During a decade as head of global cancer research at Amgen, C. Glenn Begley identified 53 "landmark" publications -- papers in top journals, from reputable labs -- for his team to reproduce. Begley sought to double-check the findings before trying to build on them for drug development.


Result: 47 of the 53 could not be replicated. He described his findings in a commentary piece published on Wednesday in the journal Nature....

Part way through his project to reproduce promising studies, Begley met for breakfast at a cancer conference with the lead scientist of one of the problematic studies.



"We went through the paper line by line, figure by figure," said Begley. "I explained that we re-did their experiment 50 times and never got their result.

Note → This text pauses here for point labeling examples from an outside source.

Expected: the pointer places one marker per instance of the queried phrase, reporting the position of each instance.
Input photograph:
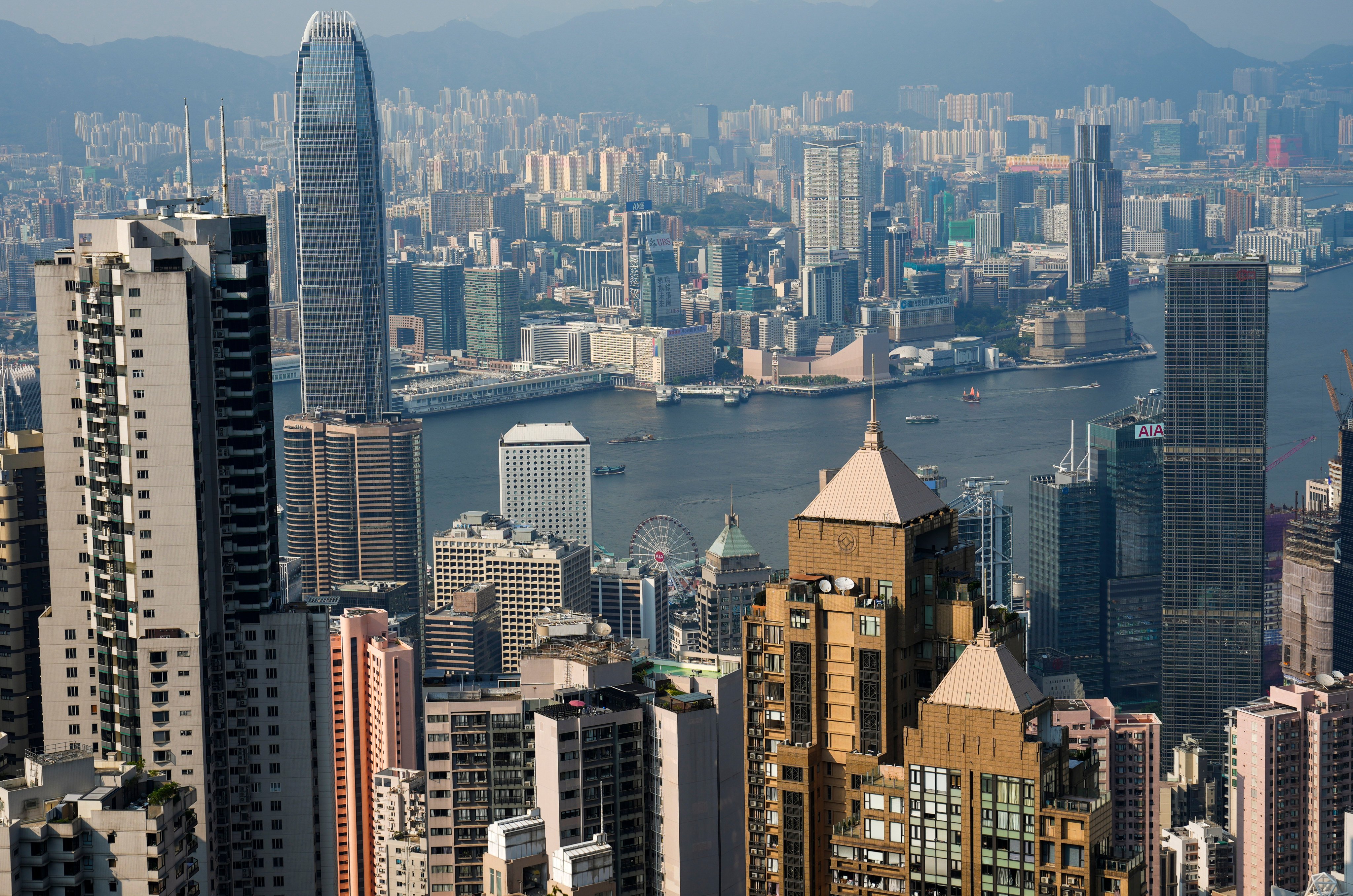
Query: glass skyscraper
(1213, 503)
(340, 222)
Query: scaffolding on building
(986, 521)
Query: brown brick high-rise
(879, 602)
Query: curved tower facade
(340, 222)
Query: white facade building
(545, 479)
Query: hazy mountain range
(663, 59)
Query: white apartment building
(532, 574)
(545, 479)
(167, 641)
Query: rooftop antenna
(225, 178)
(187, 144)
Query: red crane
(1299, 447)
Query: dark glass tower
(1064, 572)
(340, 222)
(1213, 480)
(1126, 461)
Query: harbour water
(770, 448)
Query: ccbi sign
(1150, 430)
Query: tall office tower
(1064, 569)
(823, 292)
(21, 398)
(493, 313)
(1000, 802)
(730, 579)
(876, 234)
(1310, 548)
(23, 551)
(465, 636)
(987, 522)
(833, 204)
(631, 596)
(1213, 506)
(1289, 751)
(1240, 214)
(898, 252)
(400, 288)
(545, 479)
(340, 222)
(281, 210)
(724, 267)
(437, 294)
(1096, 204)
(167, 579)
(1013, 188)
(400, 832)
(1125, 459)
(534, 574)
(375, 728)
(879, 602)
(1128, 749)
(355, 502)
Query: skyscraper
(340, 222)
(1096, 200)
(437, 294)
(164, 576)
(545, 479)
(355, 503)
(1213, 479)
(493, 313)
(833, 199)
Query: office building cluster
(503, 706)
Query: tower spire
(873, 434)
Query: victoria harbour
(770, 449)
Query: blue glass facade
(340, 217)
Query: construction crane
(1299, 445)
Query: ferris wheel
(666, 544)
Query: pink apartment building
(375, 718)
(1129, 751)
(1290, 784)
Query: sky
(1267, 29)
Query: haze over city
(612, 448)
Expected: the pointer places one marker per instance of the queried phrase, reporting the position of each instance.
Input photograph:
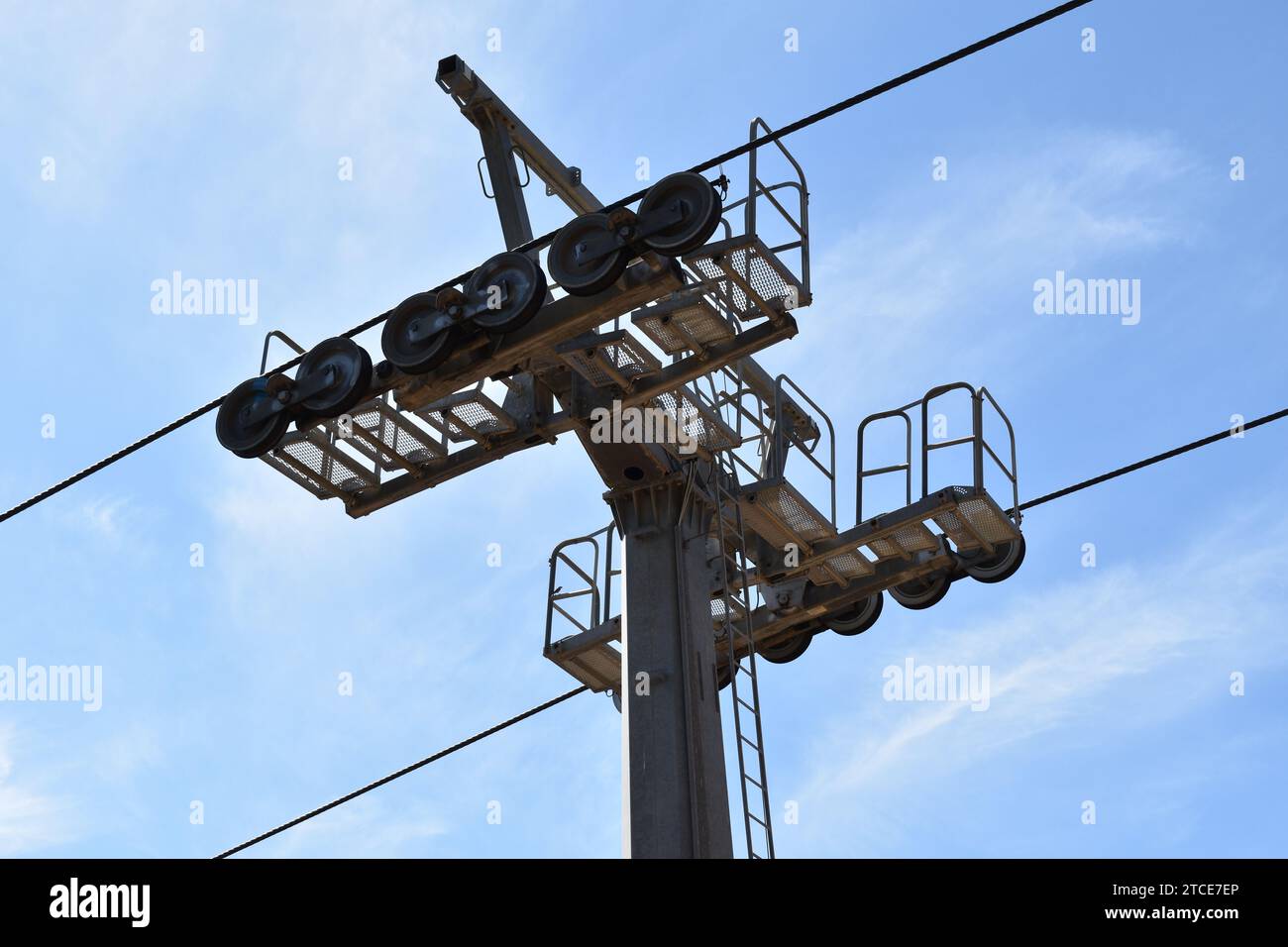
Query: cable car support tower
(722, 558)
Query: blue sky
(219, 684)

He said they'd done it six times and got this result once, but put it in the paper because it made the best story. It's very disillusioning."


Such selective publication is just one reason the scientific literature is peppered with incorrect results.


For one thing, basic science studies are rarely "blinded" the way clinical trials are. That is, researchers know which cell line or mouse got a treatment or had cancer. That can be a problem when data are subject to interpretation, as a researcher who is intellectually invested in a theory is more likely to interpret ambiguous evidence in its favor.


The problem goes beyond cancer.


On Tuesday, a committee of the National Academy of Sciences heard testimony that the number of scientific papers that had to be retracted increased more than tenfold over the last decade; the number of journal articles published rose only 44 percent.


Ferric Fang of the University of Washington, speaking to the panel, said he blamed a hypercompetitive academic environment that fosters poor science and even fraud, as too many researchers compete for diminishing funding.


"The surest ticket to getting a grant or job is getting published in a high-profile journal," said Fang. "This is an unhealthy belief that can lead a scientist to engage in sensationalism and sometimes even dishonest behavior."
Of course, such a situation could never take place if the basic tenets of science were being followed. Notice the problem is not with a bad paper here, or a rogue researcher there. The problem is systemic. In the face of such poor system-wide practices the only rational response is to doubt the validity of the research produced via faulty methods. Public opinion polling on the subject is clear; only conservatives express such doubt. Therefor, only conservatives are thinking and acting rationally on this matter.